A second important point from Jackson is that the provision for immunity for fire and police protection under the tort claims act grows out of the old rule of sovereign immunity for carrying out governmental functions. Jackson comments that Kansas case law regarding immunity for governmental functions which predates the tort claims act is helpful in construing the fire and police immunity provision. 235 Kan. at 291.
What separates this case from those which address immunity for governmental functions is that MTAA, as a landowner, undertook to provide certain security measures to its tenant and the occupant of its hangar. Once MTAA undertook to become a landlord and to provide such security measures, it became subject to the same rules which apply to private landlords who undertake to perform the same type of service. See Nero, 253 Kan. at 583.
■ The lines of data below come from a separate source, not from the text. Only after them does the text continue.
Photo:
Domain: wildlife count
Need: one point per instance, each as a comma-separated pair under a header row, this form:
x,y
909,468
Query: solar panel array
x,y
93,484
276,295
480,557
For these reasons, the district court did not err in denying MTAA's motions for summary judgment and directed verdict on the immunity issue.
INSTRUCTIONS
MTAA argues on appeal that the district court erred in four of its instructions to the jury.
Errors regarding jury instructions do not warrant reversal unless they result in prejudice to the appealing party. Instructions are to be considered together and read as a whole, and where they fairly instruct the jury on the law governing the case, error in an isolated instruction may be disregarded as harmless. If the instructions are substantially correct, and the jury could not be reasonably misled by them, the instructions will be approved on appeal. Noel v. Pizza Management, Inc., 258 Kan. 3, 12, 899 P.2d 1013 (1995).
The first instruction MTAA complains of was Instruction No. 13, an issue instruction which delineated plaintiffs' claims of fault against MTAA. MTAA complains on appeal that the instruction misstates the law, is overbroad, does not require the jury to find specific facts or permit the jury to find any specific fault, and requires the jury to assume ultimate facts. MTAA did not raise these arguments at trial and may not do so for the first time on appeal.
"A party may not assign as error the giving or failure to give an instruction unless the party objects before the jury retires to consider its verdict. The objection must distinctly state the matter to which the party objects and the grounds for such objection unless the instruction is clearly erroneous." Bright v. Cargill, Inc., 251 Kan. 387, 409, 837 P.2d 348 (1992). |
See K.S.A. 60-251(b). MTAA's contention that there was no evidence to support plaintiffs' claims of MTAA fault is without merit.